Given the cheap nature of SD cards, that's less of an issue (and, sizes like 8GB are still readily available, at least in the US, often for under $10 for good brands at retail, meaning you can walk over to your nearest gas station or grocery store and buy another SD card for your scsi2sd) - and there's of course no moral problem with just not usng some capacity. I'm currently using just 256 megs of a 30-gig card in my Apple IIgs.

I have been meaning to, but have yet to actually, test SCSI2SD v5, v6 and a SATA card against the stock hard disk in my Power Macintosh G3@300. Unfortunately, due to upcoming travel and the fact that I've had this intention for the better part of a year, it'll be "A While" before this actually happens.

 

Unknown_K

Well-known member
The beige G3 has a 66mhz BUS and I think the RAM only runs at PC-66 (PC-100 works fine also but at 66 speeds). Bandwidth for PC66 is 533 MBs compared to the ATA interface of 16Mbs max. So using a SSD as vitual memory isn't going to help speeds compared to just maxing out the RAM to 768MB which for OS 9 is more then enough to not need VM.

 

Cory5412

Daring Pioneer of the Future
Staff member
There was a different issue with virtual memory on PowerPC Macs -- "don't disable virtual memory, in general" applies even on sytems with much slower disks. (Or, perhaps, chiefly there, I'd have to look.)

There's a handfull of tasks where it's recommended, but that's true of everything on Classic Mac OS, all the way back to the system 6 and 7 days, advice to do x and such thing (usually disable something) then reboot and do a particular task, then reenable that thing and reboot. All manner of things fall under that particular advice.

So, obviously nothing outright bad will happen if you turn off VM, but it won't help save any writes if you have enough RAM anyway and (I'll have to look it up, it's late etc etc) could cause some other disadvantage.

 

Cory5412

Daring Pioneer of the Future
Staff member
OK, found it (re-asked the person who knows for sure):

If you disable virtual memory, the system's MMU is disabled. When that happens:

  1. Every program you launch needs to be 100% loaded from disk when you launch that program, which could cause program launches to take longer, particularly applications which are themselves large. The impact of this will vary based on the speed of the disk or network volume the application file resides on
  2. The other thing that will happen is all applications will instantly take up their maximum possible RAM allocation, which even in 768, if you're running 9-era stuff, especially anything creative, could have a big impact.


In newer versions of 8 and 9, you can look at Get Info for any given application to view what an app will take when launched. I believe (but can't confirm at the moment) that it'll show you what the allocation will be.

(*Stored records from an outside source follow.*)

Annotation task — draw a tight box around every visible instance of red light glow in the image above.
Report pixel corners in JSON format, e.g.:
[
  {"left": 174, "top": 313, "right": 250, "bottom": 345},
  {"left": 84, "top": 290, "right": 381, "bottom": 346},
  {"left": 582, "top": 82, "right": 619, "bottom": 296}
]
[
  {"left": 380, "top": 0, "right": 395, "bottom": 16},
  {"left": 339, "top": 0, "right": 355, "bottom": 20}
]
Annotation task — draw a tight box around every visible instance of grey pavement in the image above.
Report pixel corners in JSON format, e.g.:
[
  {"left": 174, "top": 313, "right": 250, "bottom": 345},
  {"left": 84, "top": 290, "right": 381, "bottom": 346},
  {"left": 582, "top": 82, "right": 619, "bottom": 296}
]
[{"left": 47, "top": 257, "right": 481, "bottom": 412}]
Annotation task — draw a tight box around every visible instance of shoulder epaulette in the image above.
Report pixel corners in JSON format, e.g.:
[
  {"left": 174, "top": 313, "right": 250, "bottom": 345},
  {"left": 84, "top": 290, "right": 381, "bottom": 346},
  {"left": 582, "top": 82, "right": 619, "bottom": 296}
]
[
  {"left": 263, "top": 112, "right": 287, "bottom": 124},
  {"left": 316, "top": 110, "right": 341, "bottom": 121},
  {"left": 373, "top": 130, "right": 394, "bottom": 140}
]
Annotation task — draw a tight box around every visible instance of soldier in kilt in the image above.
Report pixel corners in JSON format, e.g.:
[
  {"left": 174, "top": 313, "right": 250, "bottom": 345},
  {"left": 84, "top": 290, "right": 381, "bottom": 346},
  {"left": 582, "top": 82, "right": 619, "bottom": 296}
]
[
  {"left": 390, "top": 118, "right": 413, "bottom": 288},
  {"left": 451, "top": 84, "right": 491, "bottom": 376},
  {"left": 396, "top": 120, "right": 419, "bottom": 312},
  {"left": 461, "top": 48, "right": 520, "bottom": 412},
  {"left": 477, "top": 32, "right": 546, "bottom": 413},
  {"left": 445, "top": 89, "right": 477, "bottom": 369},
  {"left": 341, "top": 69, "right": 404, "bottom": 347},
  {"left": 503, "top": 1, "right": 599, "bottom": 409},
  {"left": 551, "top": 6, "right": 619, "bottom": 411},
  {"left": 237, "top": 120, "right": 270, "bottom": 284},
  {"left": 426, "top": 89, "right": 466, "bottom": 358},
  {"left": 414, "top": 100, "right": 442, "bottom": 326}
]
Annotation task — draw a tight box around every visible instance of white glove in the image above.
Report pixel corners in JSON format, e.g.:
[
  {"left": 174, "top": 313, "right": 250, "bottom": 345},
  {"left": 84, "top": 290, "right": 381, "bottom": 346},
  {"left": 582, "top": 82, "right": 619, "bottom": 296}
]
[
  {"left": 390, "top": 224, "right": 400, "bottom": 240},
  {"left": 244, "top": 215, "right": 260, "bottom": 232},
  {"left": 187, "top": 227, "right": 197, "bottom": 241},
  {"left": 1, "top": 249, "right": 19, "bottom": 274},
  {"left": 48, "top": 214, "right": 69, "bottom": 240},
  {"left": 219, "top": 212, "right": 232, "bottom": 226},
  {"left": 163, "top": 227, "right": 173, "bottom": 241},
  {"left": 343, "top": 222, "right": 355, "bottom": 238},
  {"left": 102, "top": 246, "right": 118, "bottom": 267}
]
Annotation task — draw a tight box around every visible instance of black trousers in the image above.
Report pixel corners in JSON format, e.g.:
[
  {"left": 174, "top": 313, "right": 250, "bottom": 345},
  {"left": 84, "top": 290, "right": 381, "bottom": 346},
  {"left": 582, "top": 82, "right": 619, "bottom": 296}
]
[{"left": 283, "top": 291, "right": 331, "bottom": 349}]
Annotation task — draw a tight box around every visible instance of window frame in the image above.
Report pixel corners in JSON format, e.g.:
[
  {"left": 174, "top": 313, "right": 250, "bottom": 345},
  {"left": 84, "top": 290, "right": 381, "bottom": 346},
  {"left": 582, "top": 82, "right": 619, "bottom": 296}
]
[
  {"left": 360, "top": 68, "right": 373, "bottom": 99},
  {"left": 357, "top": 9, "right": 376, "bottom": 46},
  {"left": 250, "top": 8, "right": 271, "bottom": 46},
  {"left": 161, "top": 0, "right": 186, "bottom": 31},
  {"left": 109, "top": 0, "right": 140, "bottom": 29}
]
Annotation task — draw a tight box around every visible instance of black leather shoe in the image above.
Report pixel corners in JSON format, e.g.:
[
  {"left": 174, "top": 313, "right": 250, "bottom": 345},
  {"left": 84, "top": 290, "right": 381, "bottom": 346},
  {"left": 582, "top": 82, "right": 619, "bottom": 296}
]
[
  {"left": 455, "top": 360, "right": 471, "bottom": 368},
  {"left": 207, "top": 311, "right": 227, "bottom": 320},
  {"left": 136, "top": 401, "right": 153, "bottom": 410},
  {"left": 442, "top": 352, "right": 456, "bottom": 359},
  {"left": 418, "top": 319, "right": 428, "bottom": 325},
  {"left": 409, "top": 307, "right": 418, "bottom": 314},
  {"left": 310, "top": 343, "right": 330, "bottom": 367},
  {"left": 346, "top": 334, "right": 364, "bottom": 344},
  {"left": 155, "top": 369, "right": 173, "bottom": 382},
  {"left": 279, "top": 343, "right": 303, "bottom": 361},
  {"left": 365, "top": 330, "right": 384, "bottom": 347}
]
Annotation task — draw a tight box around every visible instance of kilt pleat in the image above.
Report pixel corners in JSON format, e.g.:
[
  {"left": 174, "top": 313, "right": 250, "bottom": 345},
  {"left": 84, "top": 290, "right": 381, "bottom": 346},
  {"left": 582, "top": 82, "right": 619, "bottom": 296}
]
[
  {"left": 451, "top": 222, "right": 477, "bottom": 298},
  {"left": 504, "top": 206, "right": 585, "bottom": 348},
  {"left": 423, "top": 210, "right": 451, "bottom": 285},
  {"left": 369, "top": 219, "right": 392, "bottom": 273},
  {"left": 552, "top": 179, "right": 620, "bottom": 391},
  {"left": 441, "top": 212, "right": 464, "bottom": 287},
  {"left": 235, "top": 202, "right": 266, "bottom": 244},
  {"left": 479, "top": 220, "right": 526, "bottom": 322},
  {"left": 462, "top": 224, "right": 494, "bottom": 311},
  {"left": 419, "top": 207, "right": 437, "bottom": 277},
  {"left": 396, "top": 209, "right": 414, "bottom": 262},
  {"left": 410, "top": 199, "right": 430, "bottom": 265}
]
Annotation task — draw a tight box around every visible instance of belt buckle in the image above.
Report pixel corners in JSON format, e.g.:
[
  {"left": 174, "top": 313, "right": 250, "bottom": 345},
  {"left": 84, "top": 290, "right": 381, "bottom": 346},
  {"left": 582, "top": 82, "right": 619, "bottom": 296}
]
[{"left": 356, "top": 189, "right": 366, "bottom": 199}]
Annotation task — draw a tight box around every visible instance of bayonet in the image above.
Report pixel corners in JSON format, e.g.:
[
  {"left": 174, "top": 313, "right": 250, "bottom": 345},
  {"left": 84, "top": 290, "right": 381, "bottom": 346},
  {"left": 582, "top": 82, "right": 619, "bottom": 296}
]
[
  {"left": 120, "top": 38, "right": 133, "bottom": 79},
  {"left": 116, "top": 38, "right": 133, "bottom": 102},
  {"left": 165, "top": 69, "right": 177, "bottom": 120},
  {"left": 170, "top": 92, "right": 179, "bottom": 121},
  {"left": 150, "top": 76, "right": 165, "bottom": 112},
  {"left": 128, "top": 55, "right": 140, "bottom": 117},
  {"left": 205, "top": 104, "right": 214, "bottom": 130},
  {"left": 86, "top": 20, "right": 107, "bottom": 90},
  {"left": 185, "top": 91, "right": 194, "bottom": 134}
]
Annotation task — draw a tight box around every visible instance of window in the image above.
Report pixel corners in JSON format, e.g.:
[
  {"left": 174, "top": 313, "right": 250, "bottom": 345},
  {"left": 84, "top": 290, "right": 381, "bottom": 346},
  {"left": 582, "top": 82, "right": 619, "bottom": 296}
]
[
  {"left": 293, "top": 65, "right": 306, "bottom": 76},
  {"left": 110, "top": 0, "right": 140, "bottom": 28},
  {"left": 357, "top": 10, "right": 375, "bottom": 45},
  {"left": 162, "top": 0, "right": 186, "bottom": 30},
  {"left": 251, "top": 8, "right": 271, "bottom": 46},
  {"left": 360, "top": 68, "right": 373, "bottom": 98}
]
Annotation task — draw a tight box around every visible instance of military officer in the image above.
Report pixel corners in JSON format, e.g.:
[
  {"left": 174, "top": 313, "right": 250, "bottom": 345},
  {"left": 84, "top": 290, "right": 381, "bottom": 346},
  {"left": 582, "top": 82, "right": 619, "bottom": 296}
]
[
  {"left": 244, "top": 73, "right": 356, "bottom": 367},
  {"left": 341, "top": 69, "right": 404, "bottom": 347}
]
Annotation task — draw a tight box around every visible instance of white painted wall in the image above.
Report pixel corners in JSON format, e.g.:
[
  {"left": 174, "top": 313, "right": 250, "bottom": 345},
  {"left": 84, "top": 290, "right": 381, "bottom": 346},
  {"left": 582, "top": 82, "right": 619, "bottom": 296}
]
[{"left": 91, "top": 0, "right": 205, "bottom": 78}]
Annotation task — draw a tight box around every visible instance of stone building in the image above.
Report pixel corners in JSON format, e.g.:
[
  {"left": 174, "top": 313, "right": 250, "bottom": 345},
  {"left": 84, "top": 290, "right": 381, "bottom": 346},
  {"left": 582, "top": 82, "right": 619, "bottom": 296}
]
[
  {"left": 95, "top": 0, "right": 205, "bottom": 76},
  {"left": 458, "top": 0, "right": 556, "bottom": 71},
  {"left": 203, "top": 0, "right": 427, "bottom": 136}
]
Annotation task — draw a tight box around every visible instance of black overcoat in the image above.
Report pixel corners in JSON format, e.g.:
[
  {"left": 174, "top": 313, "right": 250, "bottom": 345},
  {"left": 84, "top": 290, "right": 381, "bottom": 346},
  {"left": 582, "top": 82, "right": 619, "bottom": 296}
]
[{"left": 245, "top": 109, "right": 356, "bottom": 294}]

These penalties are there and as such I personally recommend against ever disabling VM in Classic Mac OS on PPC. (these limitations do not apply to 68k) In a system with, as you say, enough RAM, you'll never actually hit the disk when paging anyway.

Now, again, if you're largely single-tasking or running older 7-era software, have a lot of RAM, and you choose a faster disk option (like a SATA SSD connected to a SATA card) then the impact might not be that bad. As far as the speed of launching applications go, that'll depend on what type of connection you use and how good the media you get is and how fast the bus you connect it to is. I.e. if you plan on disabling VM, using the IDE bus (or the built-in SCSI bus) is the worst case scenario.

So, that's what that is.

The other-other thing to consider is that in situations involving "real" SSD media (mSATA/m.2 SSDs, SATA SSDs, certain very high end SD cards) wear leveling and other technology is good enough that the risk of damaging the drive from even fairly heavy swapping activity (for example: OS X with low RAM) is very very minimal.

But the good news, because nothing is entirely infallible, is that just because you got an SSD doesn't mean you stopped running backups, amirite?

 

sstaylor

Well-known member
I seem to remember that RamDoubler could give the advantages of having virtual memory turned on without the downside of hitting the HD all the time.  Anyone else?